All else equal, this result predicts that FST will be 0 when expression is unbiased, and it will increase quadratically as expression becomes slightly female- or male-biased. Second, the model predicts that FST will also be zero when expression is completely female-biased and completely male-biased. The model does not apply to genes whose expression is strongly but not completely sex-biased. We can, however, make qualitative predictions for these cases by interpolating between the predictions from the first two cases. The pattern that results is Twin Peaks (Fig 4).

thumbnail
Fig 4. Qualitative conclusions from the genetic model.

Genetic divergence between the sexes, measured as FST, is minimized when gene expression is unbiased (Δ = 0), then increases quadratically for small degrees of female-biased and male-biased expression (solid curve). FST is also 0 when expression is completely female-biased (Δ = –1) or male-biased (Δ = 1) (solid circles). Values of FST expected for intermediate sex-dependent expression are interpolated by eye (dashed curves).

https://doi.org/10.1371/journal.pgen.1006170.g004

To check the qualitative fit of this model to data, we focused on genes in the human dataset whose expression is weakly sex-biased. We took all genes expression lies between the two peaks at Δ = –0.52 and Δ = 0.72, which includes 80% of the genes in the dataset. The best-fit polynomial regression is a quadratic with a significantly positive coefficient (p << 0.001), as predicted by our model (S4 Table). In principle, we might use the curvature of this regression to estimate the quantity that appears within parentheses in Eq (1). That would be of interest because it is a measure of the potential for sexually-antagonistic selection. We do not take that step here, however, because as we now explain these data may not be adequate to give accurate estimates of selection.

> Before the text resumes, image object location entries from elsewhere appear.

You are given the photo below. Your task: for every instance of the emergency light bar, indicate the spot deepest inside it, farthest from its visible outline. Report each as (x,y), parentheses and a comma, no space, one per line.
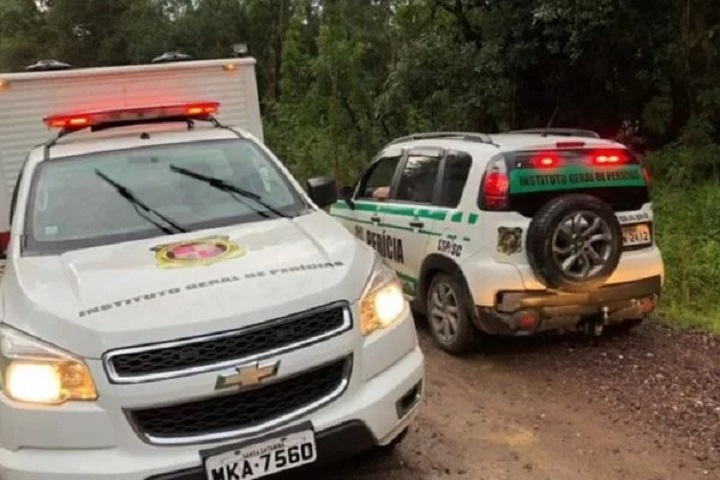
(183,111)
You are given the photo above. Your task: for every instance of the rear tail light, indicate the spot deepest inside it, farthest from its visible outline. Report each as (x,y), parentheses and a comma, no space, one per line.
(4,241)
(646,174)
(546,160)
(495,186)
(609,158)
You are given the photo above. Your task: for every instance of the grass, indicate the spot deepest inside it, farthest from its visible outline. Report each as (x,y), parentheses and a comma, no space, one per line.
(687,222)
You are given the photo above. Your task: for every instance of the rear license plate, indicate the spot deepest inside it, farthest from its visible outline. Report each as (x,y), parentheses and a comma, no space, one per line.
(638,234)
(263,458)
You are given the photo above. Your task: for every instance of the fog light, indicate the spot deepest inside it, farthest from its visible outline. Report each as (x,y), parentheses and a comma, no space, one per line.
(409,400)
(526,320)
(648,304)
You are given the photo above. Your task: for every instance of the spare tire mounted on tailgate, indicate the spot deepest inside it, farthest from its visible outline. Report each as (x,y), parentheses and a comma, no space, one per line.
(574,243)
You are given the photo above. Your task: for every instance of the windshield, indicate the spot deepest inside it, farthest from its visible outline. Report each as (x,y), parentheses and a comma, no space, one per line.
(111,197)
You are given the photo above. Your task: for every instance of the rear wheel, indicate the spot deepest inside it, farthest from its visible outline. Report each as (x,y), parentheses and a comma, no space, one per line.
(449,315)
(574,243)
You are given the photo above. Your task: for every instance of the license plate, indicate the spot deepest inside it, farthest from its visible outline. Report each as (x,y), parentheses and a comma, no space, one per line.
(638,234)
(263,458)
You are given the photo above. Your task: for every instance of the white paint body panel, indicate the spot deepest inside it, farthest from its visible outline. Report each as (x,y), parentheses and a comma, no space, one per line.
(43,296)
(29,97)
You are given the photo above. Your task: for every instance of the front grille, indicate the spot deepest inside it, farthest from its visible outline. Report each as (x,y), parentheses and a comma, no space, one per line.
(246,411)
(187,356)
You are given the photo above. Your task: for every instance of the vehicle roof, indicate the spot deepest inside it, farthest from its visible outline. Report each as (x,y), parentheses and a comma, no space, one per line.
(503,142)
(120,138)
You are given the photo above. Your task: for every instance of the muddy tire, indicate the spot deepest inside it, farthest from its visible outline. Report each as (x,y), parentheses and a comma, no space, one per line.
(449,315)
(574,243)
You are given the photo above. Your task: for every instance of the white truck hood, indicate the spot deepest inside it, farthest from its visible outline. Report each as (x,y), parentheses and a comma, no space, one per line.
(91,300)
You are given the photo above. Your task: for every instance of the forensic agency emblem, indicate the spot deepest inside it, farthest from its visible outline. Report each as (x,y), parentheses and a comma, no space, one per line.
(509,240)
(194,253)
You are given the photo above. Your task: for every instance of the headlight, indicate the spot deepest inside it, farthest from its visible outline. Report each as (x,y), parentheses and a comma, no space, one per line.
(382,302)
(35,372)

The strength and prevalence of sex-specific selection in humans

Under the assumptions of our model, the value of FST between males and females is proportional to the strength of sexually-antagonistic viability selection (see Materials and Methods). This suggests that one might estimate the strength of sexually-antagonistic selection from these data. Using the average FST for a gene biases the estimate downward because the large majority of SNPs are not expected to be direct targets of selection. Using the SNP in a gene with the largest FST, on the other hand, biases estimates upward because this extreme value is expected to result partly from sampling variance.

With these caveats in mind, we attempted to make a rough estimate for the strength of sexually-antagonistic selection acting on genes with intermediate sex-biased expression (see Materials and Methods). Focusing on the YRI population (Yoruba in Ibadan, Nigeria) because it is the most genetically variable, we sampled loci whose values of Δ fall close to maxima of the two Twin Peaks and whose values of FST are close to the average for genes with that degree of sex-biased expression. Using the average FST for all the SNPs in each gene, we estimate that the additive fitness effects of alleles at these loci are s = 0.02 on average. If correct, this result would suggest that sexually-antagonistic selection at these loci is strong. The estimate is based on small numbers of individuals, however, and so it is imprecise. The estimate is also likely to be biased upwards, as we will see shortly.

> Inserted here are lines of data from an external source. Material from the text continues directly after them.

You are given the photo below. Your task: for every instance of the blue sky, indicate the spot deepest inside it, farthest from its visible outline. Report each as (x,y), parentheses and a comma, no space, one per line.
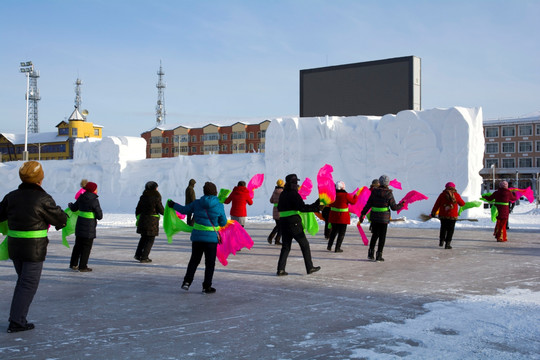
(228,61)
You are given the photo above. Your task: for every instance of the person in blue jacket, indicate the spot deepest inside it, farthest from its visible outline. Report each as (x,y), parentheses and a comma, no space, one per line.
(208,214)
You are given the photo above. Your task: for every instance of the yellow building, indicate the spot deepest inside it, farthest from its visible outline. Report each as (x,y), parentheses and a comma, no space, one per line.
(49,145)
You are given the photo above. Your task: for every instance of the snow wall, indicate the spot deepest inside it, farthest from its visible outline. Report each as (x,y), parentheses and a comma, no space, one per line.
(421,149)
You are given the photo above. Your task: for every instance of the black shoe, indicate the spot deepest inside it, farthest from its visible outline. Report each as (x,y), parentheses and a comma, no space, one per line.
(209,290)
(14,327)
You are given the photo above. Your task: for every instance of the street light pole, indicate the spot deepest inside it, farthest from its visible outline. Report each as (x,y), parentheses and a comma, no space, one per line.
(493,167)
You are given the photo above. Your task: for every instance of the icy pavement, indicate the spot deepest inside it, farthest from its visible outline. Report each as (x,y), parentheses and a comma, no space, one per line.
(480,300)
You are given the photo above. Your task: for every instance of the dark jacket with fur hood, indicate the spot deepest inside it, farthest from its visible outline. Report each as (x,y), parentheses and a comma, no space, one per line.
(30,208)
(148,207)
(87,202)
(381,197)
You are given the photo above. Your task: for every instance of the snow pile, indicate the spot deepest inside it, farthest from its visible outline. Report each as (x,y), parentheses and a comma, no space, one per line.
(423,150)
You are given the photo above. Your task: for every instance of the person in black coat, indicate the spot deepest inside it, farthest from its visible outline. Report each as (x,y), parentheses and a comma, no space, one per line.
(29,211)
(289,206)
(89,212)
(381,201)
(147,212)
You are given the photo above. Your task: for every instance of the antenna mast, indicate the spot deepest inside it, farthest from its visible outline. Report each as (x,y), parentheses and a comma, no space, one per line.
(160,107)
(78,99)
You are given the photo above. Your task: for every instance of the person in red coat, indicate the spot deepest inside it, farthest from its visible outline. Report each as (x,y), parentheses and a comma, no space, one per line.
(502,197)
(447,205)
(339,215)
(239,197)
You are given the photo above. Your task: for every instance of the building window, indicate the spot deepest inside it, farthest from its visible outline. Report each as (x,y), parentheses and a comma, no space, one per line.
(509,131)
(492,148)
(508,147)
(525,146)
(509,163)
(490,162)
(492,132)
(525,162)
(525,130)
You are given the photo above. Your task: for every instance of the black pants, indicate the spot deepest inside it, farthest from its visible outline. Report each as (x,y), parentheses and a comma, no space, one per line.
(338,230)
(379,233)
(198,248)
(81,252)
(145,245)
(289,231)
(447,230)
(28,276)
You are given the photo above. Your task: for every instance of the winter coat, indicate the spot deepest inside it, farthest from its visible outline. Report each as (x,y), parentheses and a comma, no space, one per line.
(190,192)
(290,200)
(381,197)
(207,211)
(26,209)
(87,202)
(343,199)
(239,198)
(274,199)
(447,204)
(148,210)
(502,196)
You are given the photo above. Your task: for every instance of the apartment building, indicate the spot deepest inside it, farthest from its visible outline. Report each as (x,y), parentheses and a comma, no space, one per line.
(176,140)
(512,152)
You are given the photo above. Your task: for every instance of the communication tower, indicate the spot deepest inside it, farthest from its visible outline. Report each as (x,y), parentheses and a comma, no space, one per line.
(78,98)
(32,95)
(160,107)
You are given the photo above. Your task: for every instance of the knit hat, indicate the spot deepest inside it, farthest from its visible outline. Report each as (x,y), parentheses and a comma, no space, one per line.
(90,186)
(151,185)
(209,188)
(31,172)
(340,185)
(291,178)
(450,184)
(384,180)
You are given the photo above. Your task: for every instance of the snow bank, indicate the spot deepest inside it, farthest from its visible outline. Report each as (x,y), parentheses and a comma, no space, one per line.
(423,150)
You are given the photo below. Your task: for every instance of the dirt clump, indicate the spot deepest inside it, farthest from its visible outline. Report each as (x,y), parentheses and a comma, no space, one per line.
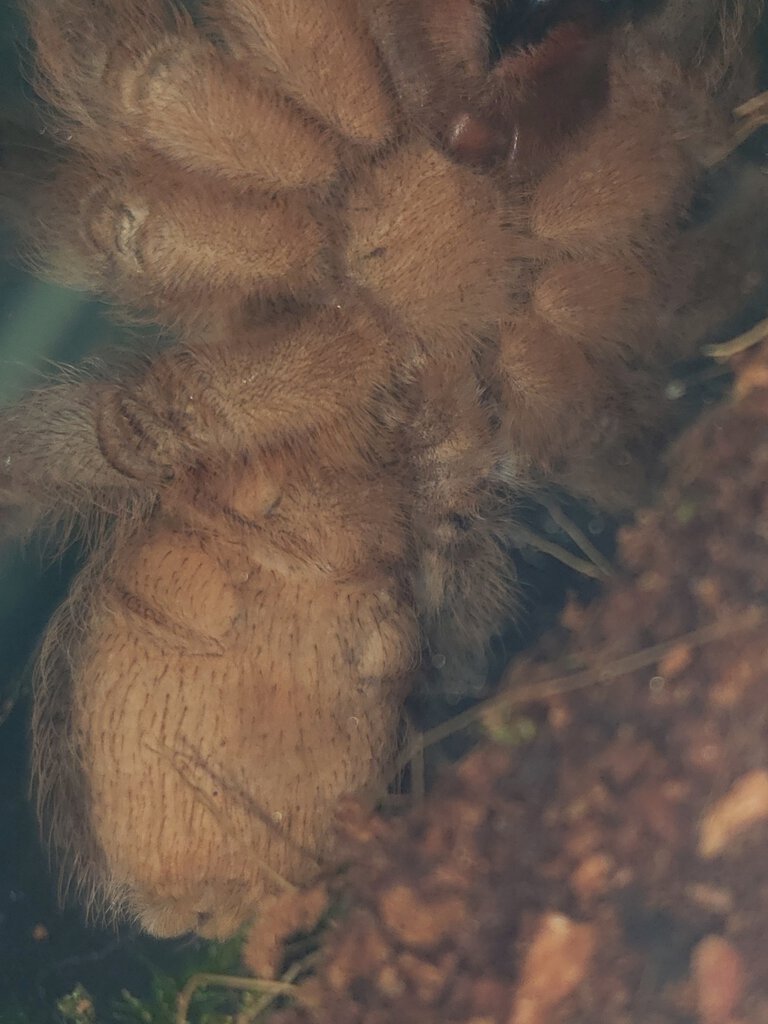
(611,868)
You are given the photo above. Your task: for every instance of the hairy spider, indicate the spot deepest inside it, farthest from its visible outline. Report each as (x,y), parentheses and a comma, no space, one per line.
(408,278)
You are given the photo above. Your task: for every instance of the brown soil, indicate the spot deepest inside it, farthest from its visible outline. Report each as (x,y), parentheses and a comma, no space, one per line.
(610,868)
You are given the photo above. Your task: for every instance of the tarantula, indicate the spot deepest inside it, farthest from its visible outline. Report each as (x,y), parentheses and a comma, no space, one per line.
(403,287)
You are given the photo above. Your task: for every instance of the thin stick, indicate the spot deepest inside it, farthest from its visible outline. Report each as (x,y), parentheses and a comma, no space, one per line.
(740,343)
(582,678)
(752,105)
(268,997)
(753,115)
(578,536)
(226,981)
(528,537)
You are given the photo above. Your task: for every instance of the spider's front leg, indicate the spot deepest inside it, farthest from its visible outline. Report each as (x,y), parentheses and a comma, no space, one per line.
(79,444)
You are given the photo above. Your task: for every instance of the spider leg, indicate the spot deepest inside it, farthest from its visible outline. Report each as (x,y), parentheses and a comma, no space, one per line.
(138,74)
(152,237)
(320,54)
(76,443)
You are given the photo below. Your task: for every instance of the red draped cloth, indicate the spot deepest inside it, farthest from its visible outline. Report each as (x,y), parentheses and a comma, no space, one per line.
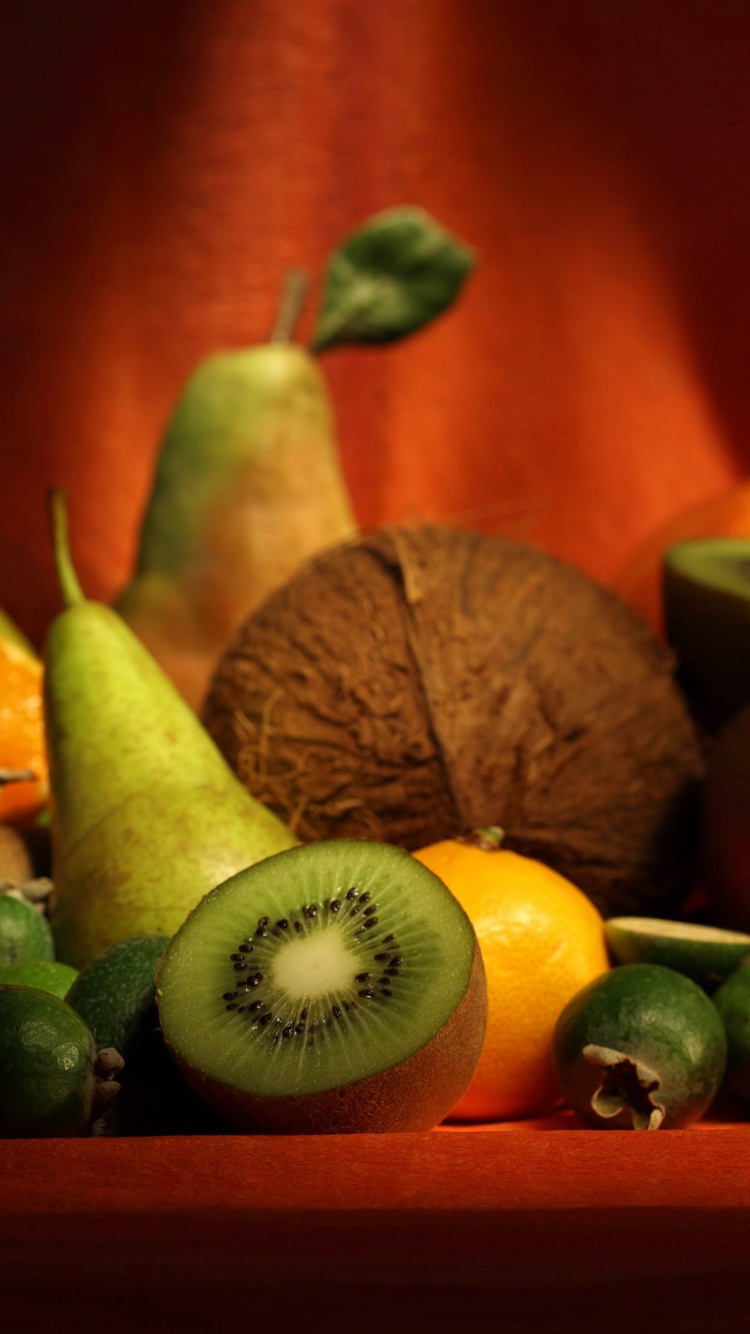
(163,164)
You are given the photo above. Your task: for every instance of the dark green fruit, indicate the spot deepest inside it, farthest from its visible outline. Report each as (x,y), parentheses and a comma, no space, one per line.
(725,829)
(115,995)
(44,974)
(733,1003)
(332,987)
(706,596)
(116,991)
(642,1047)
(24,933)
(707,954)
(50,1081)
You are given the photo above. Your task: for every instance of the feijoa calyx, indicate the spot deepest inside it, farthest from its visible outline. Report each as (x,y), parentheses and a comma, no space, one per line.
(641,1047)
(52,1079)
(334,987)
(422,682)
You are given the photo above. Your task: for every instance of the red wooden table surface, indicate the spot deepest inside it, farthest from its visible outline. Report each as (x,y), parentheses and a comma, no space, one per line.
(538,1226)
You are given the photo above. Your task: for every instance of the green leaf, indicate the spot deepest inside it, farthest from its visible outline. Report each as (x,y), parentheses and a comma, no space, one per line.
(390,278)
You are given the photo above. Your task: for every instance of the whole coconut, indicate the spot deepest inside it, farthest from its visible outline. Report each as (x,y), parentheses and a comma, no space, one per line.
(422,682)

What fraction of genes experiences sex-specific selection in humans? While it is difficult to quantify that number with precision, we can get a crude idea by summing the number of loci that lie beneath the Twin Peaks, for example those whose sex-biased expression lies between 0.25 < | Δ | < 0.75. In both humans and flies, those are about 40% of coding genes. These results suggest that sex-specific selection could be common in both species.

The selection load

Sex differences in autosomal allele frequencies between mature females and males result from differential survival after conception. Unlike other kinds of genetic load [30], this engenders a true mortality load on the population. We can calculate this load under the assumption of our model that the loci are at equilibrium under sexually-antagonistic selection in which an allele that increases viability in one sex decreases it in the other (see Materials and Methods). The additional mortality incurred by a population due to sexually-antagonistic selection on a single locus with additive effects is simply LSA = s, where s is the fitness effect of an allele (positive in one sex, negative in the other). This result suggests that not many loci can be under strong sexually-antagonistic selection or the population would not be viable. For example, sexually-antagonistic acting on 100 loci with independent fitness effects of s = 0.01 reduces the average viability in the population by 63%.

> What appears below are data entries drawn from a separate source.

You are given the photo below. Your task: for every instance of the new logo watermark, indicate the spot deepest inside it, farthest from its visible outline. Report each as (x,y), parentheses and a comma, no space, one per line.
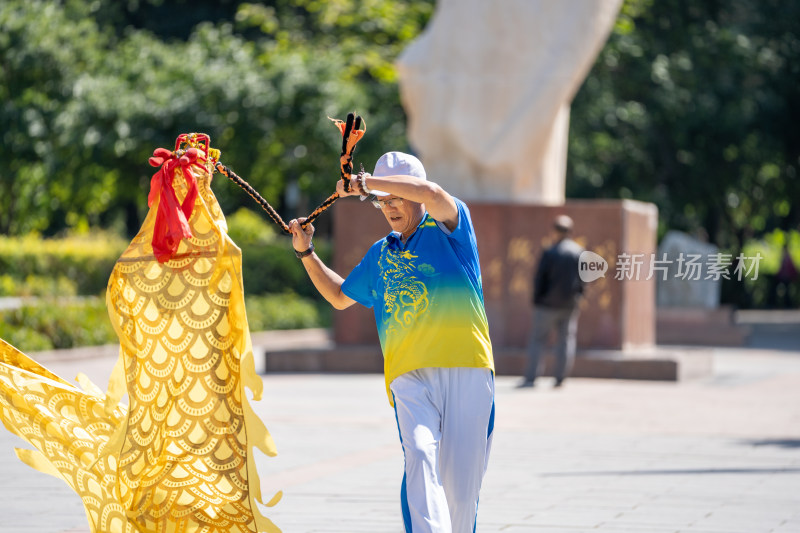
(690,267)
(591,266)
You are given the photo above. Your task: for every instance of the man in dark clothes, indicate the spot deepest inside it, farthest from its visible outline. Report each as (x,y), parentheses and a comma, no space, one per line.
(556,295)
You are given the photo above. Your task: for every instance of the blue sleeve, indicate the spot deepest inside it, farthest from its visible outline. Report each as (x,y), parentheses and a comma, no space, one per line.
(462,237)
(464,232)
(359,284)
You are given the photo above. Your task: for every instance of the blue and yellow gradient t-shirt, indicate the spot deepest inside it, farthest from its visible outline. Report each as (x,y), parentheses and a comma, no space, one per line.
(427,297)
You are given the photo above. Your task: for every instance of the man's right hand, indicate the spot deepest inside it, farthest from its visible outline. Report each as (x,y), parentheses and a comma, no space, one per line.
(301,238)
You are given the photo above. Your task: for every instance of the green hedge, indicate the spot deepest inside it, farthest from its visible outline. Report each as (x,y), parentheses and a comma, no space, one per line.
(67,323)
(58,323)
(31,265)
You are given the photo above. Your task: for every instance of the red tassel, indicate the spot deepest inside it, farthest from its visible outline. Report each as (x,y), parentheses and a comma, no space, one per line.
(172,217)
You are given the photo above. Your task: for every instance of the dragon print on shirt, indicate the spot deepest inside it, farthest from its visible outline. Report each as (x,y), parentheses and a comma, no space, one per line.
(405,296)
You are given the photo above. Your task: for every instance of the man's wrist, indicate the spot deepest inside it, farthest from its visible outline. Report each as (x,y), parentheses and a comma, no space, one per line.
(361,180)
(305,253)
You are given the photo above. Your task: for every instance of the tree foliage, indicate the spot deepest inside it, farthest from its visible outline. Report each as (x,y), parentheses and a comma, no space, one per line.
(91,88)
(690,105)
(694,106)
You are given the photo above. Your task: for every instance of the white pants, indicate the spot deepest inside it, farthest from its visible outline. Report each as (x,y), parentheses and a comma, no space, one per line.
(445,417)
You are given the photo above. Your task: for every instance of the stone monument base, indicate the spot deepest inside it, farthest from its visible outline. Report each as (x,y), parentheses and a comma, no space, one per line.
(616,329)
(698,326)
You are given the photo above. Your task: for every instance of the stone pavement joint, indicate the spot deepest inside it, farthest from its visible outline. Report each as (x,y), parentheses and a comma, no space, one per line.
(713,455)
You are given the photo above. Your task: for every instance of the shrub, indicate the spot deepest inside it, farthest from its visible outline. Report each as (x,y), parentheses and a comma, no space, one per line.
(85,260)
(283,311)
(37,286)
(62,323)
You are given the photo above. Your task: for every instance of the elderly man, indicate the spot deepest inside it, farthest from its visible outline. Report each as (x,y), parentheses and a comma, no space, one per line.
(423,281)
(557,292)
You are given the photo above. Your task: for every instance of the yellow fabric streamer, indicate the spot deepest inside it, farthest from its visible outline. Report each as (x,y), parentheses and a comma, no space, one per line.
(180,458)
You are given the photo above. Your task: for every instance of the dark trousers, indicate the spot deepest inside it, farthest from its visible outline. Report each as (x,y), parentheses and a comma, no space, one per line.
(565,322)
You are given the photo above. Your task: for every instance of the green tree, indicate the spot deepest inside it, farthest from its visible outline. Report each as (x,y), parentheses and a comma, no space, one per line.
(694,106)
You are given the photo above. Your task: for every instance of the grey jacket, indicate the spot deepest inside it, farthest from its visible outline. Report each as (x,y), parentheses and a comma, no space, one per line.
(557,283)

This consideration argues that the estimates for the strength and prevalence of selection offered in the previous section may be substantial overestimates. Factors that may contribute are discussed below.

Discussion

This study focuses on the relation between the strength of ongoing sex-specific selection to the degree of sex-biased expression. In humans, we used allele frequencies at 6 million coding SNPs sampled from 26 populations. We quantify the strength of sex differences in selection acting within a generation using FST between males and females adults. In flies, we quantified sex-specific selection as the fraction of loci that had been previously identified as targets of sexually-antagonistic selection [7]. In both species, we see a distinctive Twin Peaks pattern in which sex-specific selection is strongest for genes with intermediate sex-biased expression, and is weak when sex-bias expression is either complete or absent. These results suggest that sex-specific selection is ongoing at many genes. We develop a simple genetic model that recapitulates the Twin Peaks pattern.

In a recent study, Lucotte et al. [31] used the FST-based strategy that we employed to scan the HapMap dataset [32] for SNPs with divergent allele frequencies in males and females. Under their most stringent statistical criteria, they found two X-linked loci that are significantly diverged (at a FDR of 5%). (Those loci do not appear in our analyses because we excluded the sex chromosomes.) Further, they reported that extreme FST values are enriched on the X chromosome relative to the autosomes, consistent with what is expected from sexually-antagonistic selection. Taken together with our results from the 1000 Genomes dataset, the consistent picture is that there is evidence of ongoing sex-specific selection in humans.

Other processes besides sex-specific selection might contribute to the sex differences in allele frequencies we observed in humans. Population structure can generate FST between the sexes. If populations have different allele frequencies, then differential migration of one sex will generate FST between the sexes within a population. FST between the sexes will also appear in the data if viability selection acts equally on males and females but the sexes are sampled at different ages.

It seems unlikely, however, that these alternative hypotheses explain the Twin Peaks pattern. While both population structure and age differences can inflate FST between the sexes in the human dataset, it is difficult to see how either of those factors would generate a pattern that varies systematically with sex-biased expression. Further, neither population structure nor age differences are factors in the fly dataset. Sex-specific selection therefore appears to be strongly supported.

As we noted in the Results, it is plausible that the Twin Peaks pattern does not result from viability selection on gene expression in adult gonads (which is what our analysis is based on), but rather from selection on correlated traits such as expression in other tissues and/or at other ages. If so, we expect that our results are conservative: the pattern we observed is weaker than what would be seen if divergence in male and female allele frequency was regressed against the true targets of selection.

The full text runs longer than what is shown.